Dieser soll in normalen Arbeitssituationen zur Verfügung stehen, aber auch zur Bewältigung von Ausnahmesituationen wie der aktuellen Corona-Krise.

Eine Nutzerbetreuung gehört ebenso zu den mit einem solchen Service verbundenen Aufgaben wie typische Aufgabenbereiche eines (sicheren) Betriebs, d.h. Administration, Monitoring, Protokollierung usw.

Es genügt also längst nicht, eine ausreichend hochwertige Ausstattung an Video-Endpunkten auszusuchen und in vorgesehenen Lokationen und Besprechungsräumen zu platzieren.

Vielmehr sind Architekturentscheidungen zu treffen, unter Abwägung zwischen modernen Optionen von On-Premises-Lösungen, Cloud-Angeboten und hybriden Kombinationen. Für die erfolgreiche Handhabung des gewählten Lösungswegs werden geeignete Konzepte für Betrieb und Sicherheit benötigt. Darauf basierende Betriebsunterlagen, Anweisungen für das Service-Personal sowie Regelungen, Nutzungshinweise für Videokonferenzteilnehmer  usw. sind notwendig, um eine erfolgreiche Konzeptumsetzung zu gewährleisten.

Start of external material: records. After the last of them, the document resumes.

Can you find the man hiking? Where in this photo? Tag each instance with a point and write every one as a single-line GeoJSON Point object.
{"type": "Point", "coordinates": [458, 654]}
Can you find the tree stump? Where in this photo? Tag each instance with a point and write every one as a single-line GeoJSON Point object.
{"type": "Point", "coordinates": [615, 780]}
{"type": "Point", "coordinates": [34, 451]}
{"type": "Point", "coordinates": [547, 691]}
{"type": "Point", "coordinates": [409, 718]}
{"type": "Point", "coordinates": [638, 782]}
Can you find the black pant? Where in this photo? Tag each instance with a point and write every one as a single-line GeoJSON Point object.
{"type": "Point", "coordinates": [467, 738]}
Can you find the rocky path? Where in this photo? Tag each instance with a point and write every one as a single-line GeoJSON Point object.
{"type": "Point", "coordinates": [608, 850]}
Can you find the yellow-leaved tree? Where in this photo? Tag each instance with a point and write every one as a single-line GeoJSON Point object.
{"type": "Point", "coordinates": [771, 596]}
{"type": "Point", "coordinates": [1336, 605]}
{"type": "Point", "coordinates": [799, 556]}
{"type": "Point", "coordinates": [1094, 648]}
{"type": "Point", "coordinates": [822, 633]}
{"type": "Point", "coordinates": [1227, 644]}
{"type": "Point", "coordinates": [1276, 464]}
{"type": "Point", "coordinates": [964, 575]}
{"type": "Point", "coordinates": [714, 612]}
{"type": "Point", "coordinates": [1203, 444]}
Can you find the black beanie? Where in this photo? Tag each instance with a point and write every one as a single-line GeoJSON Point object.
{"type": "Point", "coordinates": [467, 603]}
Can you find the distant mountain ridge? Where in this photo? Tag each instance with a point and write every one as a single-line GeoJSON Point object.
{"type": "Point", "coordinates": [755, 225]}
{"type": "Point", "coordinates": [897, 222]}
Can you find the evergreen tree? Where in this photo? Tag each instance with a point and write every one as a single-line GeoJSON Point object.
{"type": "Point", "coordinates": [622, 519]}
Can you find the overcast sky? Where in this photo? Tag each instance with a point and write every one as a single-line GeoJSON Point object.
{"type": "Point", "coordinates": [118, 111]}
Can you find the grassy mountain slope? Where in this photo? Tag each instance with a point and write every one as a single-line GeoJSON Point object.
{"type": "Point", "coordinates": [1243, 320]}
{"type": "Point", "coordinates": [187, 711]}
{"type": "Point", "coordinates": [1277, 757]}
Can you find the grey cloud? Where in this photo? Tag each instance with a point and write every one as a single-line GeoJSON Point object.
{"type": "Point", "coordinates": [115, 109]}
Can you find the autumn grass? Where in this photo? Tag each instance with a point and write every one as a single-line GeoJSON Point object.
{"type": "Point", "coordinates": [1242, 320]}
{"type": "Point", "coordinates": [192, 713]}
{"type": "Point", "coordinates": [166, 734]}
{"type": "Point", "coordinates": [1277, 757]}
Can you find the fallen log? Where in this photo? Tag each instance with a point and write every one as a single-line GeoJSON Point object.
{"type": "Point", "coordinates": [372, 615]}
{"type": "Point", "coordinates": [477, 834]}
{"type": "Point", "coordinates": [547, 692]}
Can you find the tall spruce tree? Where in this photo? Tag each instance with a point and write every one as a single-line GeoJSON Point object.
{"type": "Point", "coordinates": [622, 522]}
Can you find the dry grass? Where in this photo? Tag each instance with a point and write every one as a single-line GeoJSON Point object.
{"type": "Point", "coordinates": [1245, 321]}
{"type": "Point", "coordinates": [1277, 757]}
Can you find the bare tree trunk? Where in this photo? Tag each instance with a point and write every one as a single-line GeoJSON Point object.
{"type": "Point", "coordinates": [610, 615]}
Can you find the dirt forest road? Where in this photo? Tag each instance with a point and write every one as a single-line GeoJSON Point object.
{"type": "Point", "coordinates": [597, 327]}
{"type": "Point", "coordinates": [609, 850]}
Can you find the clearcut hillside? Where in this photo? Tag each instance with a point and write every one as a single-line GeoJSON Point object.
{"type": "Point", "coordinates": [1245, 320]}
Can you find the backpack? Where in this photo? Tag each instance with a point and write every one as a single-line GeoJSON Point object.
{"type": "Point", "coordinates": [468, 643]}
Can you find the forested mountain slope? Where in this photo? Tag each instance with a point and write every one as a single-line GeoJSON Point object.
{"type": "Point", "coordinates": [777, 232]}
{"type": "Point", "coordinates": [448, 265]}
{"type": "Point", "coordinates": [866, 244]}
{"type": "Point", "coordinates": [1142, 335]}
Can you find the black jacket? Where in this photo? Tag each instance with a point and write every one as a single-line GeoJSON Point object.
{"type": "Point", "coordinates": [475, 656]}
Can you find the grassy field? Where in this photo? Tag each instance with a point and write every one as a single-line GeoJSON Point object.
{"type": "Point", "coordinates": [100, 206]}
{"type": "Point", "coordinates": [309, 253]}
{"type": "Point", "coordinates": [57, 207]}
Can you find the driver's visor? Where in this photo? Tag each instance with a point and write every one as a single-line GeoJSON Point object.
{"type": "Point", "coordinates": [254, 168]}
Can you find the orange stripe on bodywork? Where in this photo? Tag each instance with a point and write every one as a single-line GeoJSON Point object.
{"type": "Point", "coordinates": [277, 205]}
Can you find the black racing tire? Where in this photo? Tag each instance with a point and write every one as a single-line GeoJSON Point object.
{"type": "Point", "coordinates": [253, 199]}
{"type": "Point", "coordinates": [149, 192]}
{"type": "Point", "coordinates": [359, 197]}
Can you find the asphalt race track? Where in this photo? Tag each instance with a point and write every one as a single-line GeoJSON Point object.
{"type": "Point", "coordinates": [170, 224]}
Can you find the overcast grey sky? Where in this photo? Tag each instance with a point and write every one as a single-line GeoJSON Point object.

BSI-Kompendium Videokonferenzen als Entscheidungs- und Arbeitsbasis [1]

Das am 14.04. vom BSI veröffentlichte Kompendium Videokonferenzsysteme bietet eine umfassende Anleitung für einen bedarfsgerechten und verantwortungsvollen Umgang mit den erläuterten Aufgaben und Fragestellungen.

Wie von einer Veröffentlichung des BSI zu erwarten, nennt es strukturiert Gefährdungen und resultierende Anforderungen mit Blick auf die Informationssicherheit, und tut dies entlang des gesamten Lebenszyklus von Planung über Beschaffung und Betrieb bis zur Aussonderung.

Die gegebene Hilfestellung endet dabei aber nicht mit der Erläuterung von Gefährdungslage und resultierenden Sicherheitsanforderungen, die für normalen und erhöhten Schutzbedarf benannt werden. Ebenfalls gegebene Umsetzungshinweise und –hilfen bestehen aus

  • konkreten Maßnahmenerläuterungen auf Stand der Technik bis April 2020,
  • Beispielen für Sicherheitskonzepte für praxistypische Szenarien,
  • Hilfen zur Beschaffung in Form von Ausstattungsbeispielen für verschiedene Raumsituationen,
  • einer Spezifikation von Auswahlkriterien als Grundlage eines bedarfsgerechten und strukturierten Kriterienkatalogs zur Bewertung von Lösungen und Angeboten, sowie

einem Beispiel, wie auf den zuvor genannten Hilfen basierend ein Leistungsverzeichnis für eine Ausschreibung gestaltet werden kann.